Here is Watanabe seeing off the last remnant of his dead best friend’s dead girlfriend whom he loved. Here is Watanabe saying goodbye to Naoko’s roommate from the sanatarium after they spent an emotional night together. Here is Watanabe reaching out to his last connection to the realm of the living and trying to maintain a hold there before his trauma overwhelms him as well and he welcomes death.
Our boys have walked with death. They were ushered into this world with the reaper watching over them. Lurking in case they slipped and fell to him. They fought and the doctors and nurses worked round the clock so that they are home now. They are two months from being two years old. They are all caught up physically to term 22 month olds and nearly their in other aspects as well. All that look upon us see healthy normal toddlers.
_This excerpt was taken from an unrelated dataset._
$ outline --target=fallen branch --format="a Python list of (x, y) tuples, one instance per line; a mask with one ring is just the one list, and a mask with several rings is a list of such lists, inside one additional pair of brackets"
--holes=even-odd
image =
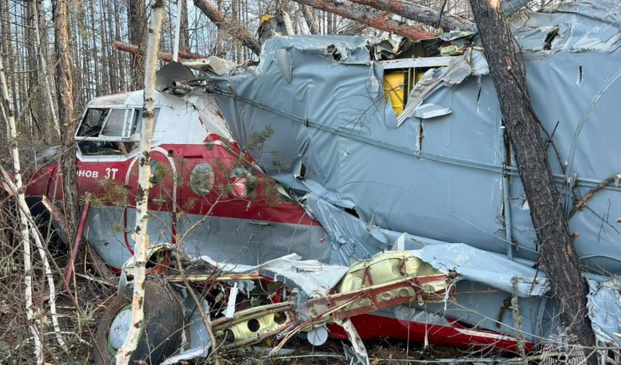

We went hiking the other day and the boys were the life of the party saying hi and bye to every person that passed and howling at every dog. They got so many smiles and compliments. No one can look at us and see our past. They cannot look at us and see the 100 consecutive days we visited the hospital. No one can look at us and see the nights we cried ourselves to sleep worried our children wouldn’t see tomorrow. Trauma is a scar on the soul and while it cannot be seen it can never be covered up with make-up or long sleeves. It is that bouncing ball inside a box. Sure, it will shrink with time but it never goes away and you never know when it will strike.